NOK: Recovering from the liquidity exaggerated sell off

  Spot Week ahead bias Range next week 1 month target
EUR/NOK 10.4090 Mildly Bearish 10.2740 - 10.5770 10.2000
  • Following the pronounced sell-off during the first part of July, Norway's krone started recovering as risk sentiment began to tentatively stabilise and oil prices recovered back above the US$70/bbl level. Importantly, some of the prior EUR/NOK overshoot was caused by poor summer liquidity, a factor NOK is vulnerable to, as it is the least liquid currency in the G10 FX space. This means that the recent krone recovery is justified, in our view.
  • It is a quite week on the Norwegian data front. June retail sales (Wednesday) and July unemployment numbers (Friday) should have a limited impact on NOK. General risk sentiment should remain the key driver of the currency next week and following the overshoot of EUR/NOK, we expect the pair to slowly grind lower next week.
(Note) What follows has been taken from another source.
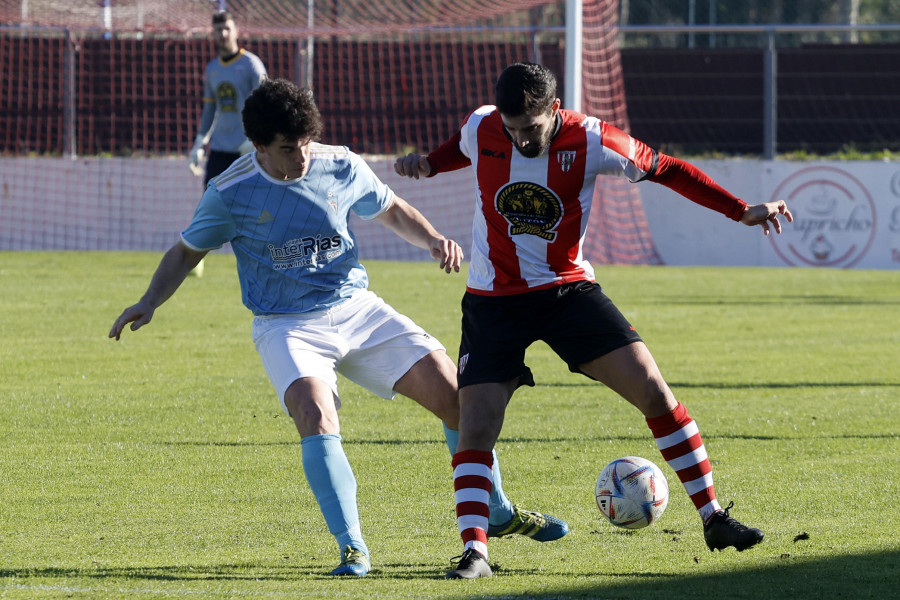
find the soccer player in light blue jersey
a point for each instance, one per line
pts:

SEK: Dovish ECB to support renewed downward EUR/SEK trend

  Spot Week ahead bias Range next week 1 month target
EUR/SEK 10.2070 Neutral 10.1470 - 10.2700 10.1000
  • Sweden's krona has outperformed Norway's krone in the July sell-off, a function of lighter positioning and modestly better liquidity. With the risk environment tentatively stabilising, we expect EUR/SEK to grind lower, back below the 10.20 level. The dovish bias from the July ECB meeting and the prospect of the ECB keeping its accommodative stance in place for longer is also marginally positive for SEK vs EUR, particularly as the Riksbank is one of banks at the more dovish end of the G10 central banking spectrum (though less dovish than the ECB).
  • On the data front, we have June retail sales (Wednesday), the July economic Tendency Survey (Thursday) and Q2 GDP (Thursday). These are unlikely to be SEK negative but equally, with the Riksbank being cautious and signalling no change in interest rates over the forecast horizon, any upside surprise should not be overly positive for SEK either.